The FRAP (ferric reducing antioxidant power) method is based on plant extract antioxidant power to reduce ferric ion (Fe³⁺) to ferrous ions (Fe²⁺). The fresh working solution was prepared by mixing 300 mM of pH 3.6 acetate buffer, 10 mM TPTZ (2,4,6-tripyridyl-s-triazine) solution in 40 mM HCl, and 20 mM FeCl₃ × 6H₂O at 10:1:1 (v/v/v) [47]. A volume of 20 µL of the sample was mixed with 290 μL of working solution and incubated in the dark for 30 min. Then, absorbance was read at 593 nm (Spectrostar Nano BMG Labtech microplate reader, Germany). A calibration curve was determined using 0.005–0.5 mM Fe₂(SO₄)₃ (Iron (III) sulphate (97% purity, Sigma-Aldrich, Burlington, MA, USA). The antioxidant power was expressed as µmol of Fe²⁺ reduced by g⁻¹ of dry plant weight (DW, or by plant-derived nanoparticle preparation, isolated from 1 g of plant DW).

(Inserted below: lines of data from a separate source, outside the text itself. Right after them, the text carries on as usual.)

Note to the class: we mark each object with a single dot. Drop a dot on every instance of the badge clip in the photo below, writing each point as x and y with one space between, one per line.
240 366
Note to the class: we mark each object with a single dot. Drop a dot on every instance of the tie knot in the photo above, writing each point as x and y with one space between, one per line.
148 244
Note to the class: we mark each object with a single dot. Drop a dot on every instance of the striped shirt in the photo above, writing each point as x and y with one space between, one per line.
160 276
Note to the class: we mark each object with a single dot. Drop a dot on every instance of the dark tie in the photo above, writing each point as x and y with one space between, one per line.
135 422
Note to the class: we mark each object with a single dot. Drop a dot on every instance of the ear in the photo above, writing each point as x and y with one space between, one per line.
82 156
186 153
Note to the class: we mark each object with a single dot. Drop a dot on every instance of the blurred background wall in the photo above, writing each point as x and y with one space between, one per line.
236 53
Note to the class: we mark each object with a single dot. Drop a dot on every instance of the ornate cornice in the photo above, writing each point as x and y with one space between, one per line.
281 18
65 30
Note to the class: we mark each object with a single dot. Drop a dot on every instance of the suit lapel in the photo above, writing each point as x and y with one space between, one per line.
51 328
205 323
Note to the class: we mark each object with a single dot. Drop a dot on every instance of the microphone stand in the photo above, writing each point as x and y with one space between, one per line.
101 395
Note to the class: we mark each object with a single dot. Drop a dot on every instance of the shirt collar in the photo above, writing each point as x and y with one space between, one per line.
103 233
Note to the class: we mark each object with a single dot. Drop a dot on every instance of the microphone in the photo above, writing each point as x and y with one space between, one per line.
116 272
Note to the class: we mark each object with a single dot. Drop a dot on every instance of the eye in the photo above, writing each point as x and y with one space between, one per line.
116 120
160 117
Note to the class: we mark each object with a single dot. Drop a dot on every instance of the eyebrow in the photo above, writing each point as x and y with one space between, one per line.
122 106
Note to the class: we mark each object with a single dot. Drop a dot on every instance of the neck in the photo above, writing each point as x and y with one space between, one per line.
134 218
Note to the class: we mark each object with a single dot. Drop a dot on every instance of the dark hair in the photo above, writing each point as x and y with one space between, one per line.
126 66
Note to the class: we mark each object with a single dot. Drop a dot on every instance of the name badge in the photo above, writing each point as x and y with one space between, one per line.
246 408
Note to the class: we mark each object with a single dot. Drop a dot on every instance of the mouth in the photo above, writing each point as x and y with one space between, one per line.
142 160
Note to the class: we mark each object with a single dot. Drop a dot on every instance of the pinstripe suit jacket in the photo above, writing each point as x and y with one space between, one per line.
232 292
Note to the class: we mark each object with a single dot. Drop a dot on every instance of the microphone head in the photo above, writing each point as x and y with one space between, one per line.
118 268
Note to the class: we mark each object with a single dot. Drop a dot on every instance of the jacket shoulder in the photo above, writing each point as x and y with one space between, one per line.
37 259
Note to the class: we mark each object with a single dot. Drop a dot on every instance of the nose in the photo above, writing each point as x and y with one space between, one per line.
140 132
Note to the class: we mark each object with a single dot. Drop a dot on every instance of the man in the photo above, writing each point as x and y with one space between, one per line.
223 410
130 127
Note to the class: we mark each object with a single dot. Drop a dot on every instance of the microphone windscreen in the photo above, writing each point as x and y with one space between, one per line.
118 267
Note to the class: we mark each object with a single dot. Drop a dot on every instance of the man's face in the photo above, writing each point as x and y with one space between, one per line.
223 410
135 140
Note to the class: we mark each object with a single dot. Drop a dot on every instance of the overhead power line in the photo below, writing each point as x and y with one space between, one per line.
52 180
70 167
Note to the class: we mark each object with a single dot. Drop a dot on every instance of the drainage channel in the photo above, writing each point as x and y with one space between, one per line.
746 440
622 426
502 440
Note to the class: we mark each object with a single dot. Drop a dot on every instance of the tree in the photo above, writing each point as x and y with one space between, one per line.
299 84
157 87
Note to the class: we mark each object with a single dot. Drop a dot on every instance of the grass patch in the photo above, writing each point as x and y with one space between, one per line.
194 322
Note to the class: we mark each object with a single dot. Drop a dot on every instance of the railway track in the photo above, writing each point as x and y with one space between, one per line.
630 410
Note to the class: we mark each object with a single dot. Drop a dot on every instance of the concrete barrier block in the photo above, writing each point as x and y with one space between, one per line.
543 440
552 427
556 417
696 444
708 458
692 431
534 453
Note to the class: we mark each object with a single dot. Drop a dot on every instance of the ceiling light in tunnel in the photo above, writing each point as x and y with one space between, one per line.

Statistical analysis. Nanoparticles were isolated from plant material in 3 replications. The results are presented as the average of 5 (NTA analysis) or 3 (antioxidant activity, protein content) ± standard deviation (SD). For result modelling, ANOVA analysis using Tukey’s test at the confidence level p ≤ 0.05, correlation analysis, and multivariate principal component analysis (PCA) were performed. Data were evaluated using MS Excel and compatible XLStat 2021.5 (Addinsoft, Paris, France) software packages.

5. Conclusions

Plant-derived nanovesicle preparations can be obtained from the abundance of plant resources; however, vesicle characteristics must be evaluated individually for their safety and efficiency because their numbers, size distribution, and antioxidant activity vary significantly between plant species and will be affected by the phytochemical properties of the source plant material. Compared to other investigated plants, nanoparticle preparations from Artemisia absinthium were distinguished by remarkably higher yield and concentration, while the highest antioxidant activity of plant-derived nanoparticle preparations per weight and per particle was determined to occur in Chelidonium majus and Hypericum perforatum samples. Nanovesicle yield, particle concentration, and antioxidant content should be assessed together. Results expressed through particle concentration provide more accurate insights when compared to direct parameters. Therefore, intensive studies of plant extracellular vesicle biogenesis and composition are urgently required to define positive and negative biomarkers for plant exosomes, ectovesicles, and other extracellular vesicle subclasses.